Breaking News

LSM Garang Mendukung Penuh Komitmen Gubernur Aceh Berantas Mafia Tambang Ilegal Di Aceh


Gubernur Aceh H. Muzakir Manaf atau Mualem menegaskan sikap tegas terhadap praktik tambang ilegal di seluruh wilayah Aceh. Ia memberi ultimatum dua pekan ini agar seluruh alat berat (Beko) segera dikeluarkan dari hutan Aceh, seraya menyiapkan Instruksi Gubernur untuk menata dan menertibkan tambang ilegal, yang nantinya diarahkan agar bisa dikelola oleh masyarakat dan UMKM.

Langkah tegas ini langsung mendapat dukungan dari Ketua Umum Lembaga Swadaya Masyarakat Gerakan Aktivis Rakyat Aceh Tamiang (LSM GARANG) dan ia juga merupakan Ketua DPW Muda Seudang Aceh Tamiang Anderbow / Sayap  Partai Aceh, Chaidir Azhar, S. Sos

Menurutnya, penertiban tambang ilegal di Aceh khususnya yang menggunakan alat berat atau beko adalah langkah penting demi menyelamatkan hutan dan ekosistem Aceh. Namun, ia mengingatkan bahwa penertiban semata tanpa jalan keluar justru bisa memperdalam konflik. 

Chaidir mendorong agar Gubernur Aceh Mualem segera dapat melahirkan Qanun tentang Pertambangan Rakyat sebagai dasar hukum legalisasi tambang rakyat Aceh. 

“Penertiban ini sangat penting, tapi jangan sampai rakyat kehilangan ruang hidupnya. Legalisasi tambang rakyat adalah solusi agar tidak ada lagi kebocoran PAD, rakyat terlindungi secara hukum, dan lingkungan bisa dikelola dengan standar yang jelas,” tegas Chaidir, Jum'at (26/09/2025).

Dikatakan, masalah tambang ilegal di Aceh memang sudah mencapai skala mengkhawatirkan. DPR Aceh mengungkap ada sekitar 1.000 unit ekskavator yang bekerja di hampir 450 titik tambang ilegal tersebar di berbagai kabupaten termasuk yang ada di wilayah Kabupaten Aceh Tamiang.

Kerugian ekonomi akibat tambang ilegal ini pun tidak main-main. Dari potensi emas dan mineral yang ditambang tanpa izin, Aceh kehilangan setidaknya ratusan miliar rupiah PAD setiap tahun. Hitungan kasar, jika 1.000 ekskavator rata-rata menghasilkan dua kilogram emas per bulan, maka ada sekitar 24 ton emas yang keluar setiap tahun tanpa mekanisme pajak dan royalti resmi. Dengan harga emas rata-rata Rp1,2 miliar per kilogram, potensi ekonomi yang “hilang” mencapai Rp.28 triliun per tahun.

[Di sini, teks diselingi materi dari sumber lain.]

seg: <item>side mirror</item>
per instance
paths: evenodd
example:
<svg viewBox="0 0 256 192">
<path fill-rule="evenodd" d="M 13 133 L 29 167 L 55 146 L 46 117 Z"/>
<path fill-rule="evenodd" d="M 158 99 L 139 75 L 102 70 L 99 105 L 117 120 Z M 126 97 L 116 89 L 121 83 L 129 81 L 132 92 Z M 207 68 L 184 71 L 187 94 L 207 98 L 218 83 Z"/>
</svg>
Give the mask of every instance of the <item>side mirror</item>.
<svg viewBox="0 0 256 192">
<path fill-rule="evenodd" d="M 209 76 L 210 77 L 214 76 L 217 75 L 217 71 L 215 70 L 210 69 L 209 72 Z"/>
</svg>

Menurut Chaidir, ketidakjelasan status tambang rakyat hanya memperlebar jurang ketidakadilan, Ribuan keluarga penambang rakyat diposisikan sebagai kriminal, sementara perusahaan besar bebas mendapat izin eksplorasi.

Sambungnya, Chaidir mendesak Gubernur Aceh menghentikan sementara pemberian izin baru kepada perusahaan tambang sampai peta wilayah pertambangan ditetapkan dengan jelas. Skema pembagian WIUP, WPR, dan WIUPK harus dituntaskan terlebih dahulu agar rakyat tidak terus-menerus menjadi penonton..

Selain itu, Chaidir menilai setiap daerah penghasil tambang di Aceh perlu membentuk BUMD khusus pertambangan. Pungkasnya. 

BUMD ini akan menjadi instrumen hukum sekaligus ekonomi untuk memperkuat posisi tawar daerah, Model ini sudah terbukti berhasil di Kalimantan dan Sulawesi, yang mampu meningkatkan PAD dan memberi kontrol lebih kepada pemerintah daerah atas aktivitas pertambangan.

Bagi Chaidir, sikap tegas Mualem bisa menjadi momentum emas untuk menata ulang pertambangan di Aceh. Tetapi momentum itu hanya akan berbuah jika diikuti dengan regulasi yang melindungi kepentingan rakyat.

“Kalau hanya penertiban, rakyat akan semakin terpinggirkan. Tapi kalau ada legalisasi tambang rakyat, ini akan menjadi titik balik bahwa Aceh benar-benar mewujudkan amanat Pasal 33 UUD 1945 bahwa kekayaan alam dipergunakan sebesar-besarnya untuk kemakmuran rakyat,” Tutupnya.